Los nuevos comunistas ya no pueden construir un muro de hormigón pero llevan lustros edificando otro con ingredientes inmateriales pero igualmente lesivos. Se han apropiado de la Kultura, la eduKación, de la mayoría de los medios de Komunikación, de la semántica y de los símbolos. Algunos socialistas, como Zapatero o Pedro Sánchez, están haciendo muy bien su papel de tontos útiles al servicio de una causa que terminará engulléndolos, aunque no es final de estos dos lo que me preocupa y sí el de un partido centenario que anda perdido y mancillando, un día sí y otro también, el congreso de Suresnes de 1974.

Lo que no acabo de entender es por qué la izquierda genuina hace el trabajo sucio de nacionalistas vascos, catalanes y gallegos.
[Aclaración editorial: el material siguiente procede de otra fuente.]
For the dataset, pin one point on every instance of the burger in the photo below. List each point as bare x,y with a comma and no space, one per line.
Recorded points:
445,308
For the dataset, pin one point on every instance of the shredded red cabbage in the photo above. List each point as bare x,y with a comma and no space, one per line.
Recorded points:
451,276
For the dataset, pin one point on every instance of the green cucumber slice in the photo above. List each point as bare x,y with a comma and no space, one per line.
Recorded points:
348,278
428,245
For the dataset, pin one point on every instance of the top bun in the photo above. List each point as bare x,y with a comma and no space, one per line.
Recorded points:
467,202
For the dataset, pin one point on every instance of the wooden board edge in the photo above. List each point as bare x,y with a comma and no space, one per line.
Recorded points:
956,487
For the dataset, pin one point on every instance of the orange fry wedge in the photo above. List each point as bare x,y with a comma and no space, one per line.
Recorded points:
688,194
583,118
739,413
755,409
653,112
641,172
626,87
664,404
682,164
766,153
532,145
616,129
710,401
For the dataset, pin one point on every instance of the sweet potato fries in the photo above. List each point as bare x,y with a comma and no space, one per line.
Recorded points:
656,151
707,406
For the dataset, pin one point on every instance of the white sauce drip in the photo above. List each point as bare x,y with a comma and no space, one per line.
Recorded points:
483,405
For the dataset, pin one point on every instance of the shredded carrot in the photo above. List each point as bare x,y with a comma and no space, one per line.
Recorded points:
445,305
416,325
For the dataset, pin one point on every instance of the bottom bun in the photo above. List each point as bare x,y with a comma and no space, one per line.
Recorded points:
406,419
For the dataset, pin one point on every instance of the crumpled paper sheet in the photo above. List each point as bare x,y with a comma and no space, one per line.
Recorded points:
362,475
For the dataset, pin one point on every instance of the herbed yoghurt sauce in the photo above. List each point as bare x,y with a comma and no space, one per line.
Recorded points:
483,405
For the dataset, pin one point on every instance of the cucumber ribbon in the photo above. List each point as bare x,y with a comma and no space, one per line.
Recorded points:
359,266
Quizá porque saben que no tienen la suficiente fortaleza para voltear, de frente, el régimen del 78. Pedro II de Trastámara y Sánchez, alias el Hermoso, y el Archiduque de Galapagar, quieren instaurar un nuevo régimen donde sobran la monarquía parlamentaria y el centro-derecha político. Sólo andan interesados en una derecha radical, mala malísima a más no poder, donde ellos serían el único antídoto.

Como valiente y solitariamente dijo García-Page, con el código penal y con los derechos de todos los españoles no se mercadea. Querrá usted decir que no se debe porque poder sí que se puede. Porque en Podemos se puede y en el pesoe pues también. Señor García-Page. Como seguramente habrá advertido, al incumplimiento de la Ley por un nacionalista le llaman Konflicto y, por tanto, ya no competerá a los jueces sino a las puertas traseras del Congreso o Congresa de los Diputados o las Diputadas.

Sepan ustedes que tengo otras ideas; naturalmente que las tengo, pero hoy tocaban las de peor prensa.

Ahora, por así pensar, tíldenme de retrógrado, fascista casposo, ultraconservador o falangista pero he de prevenirles que tomaré estos epítetos como verdaderos cumplidos.

            Fdo. José Antonio Vergara Parra.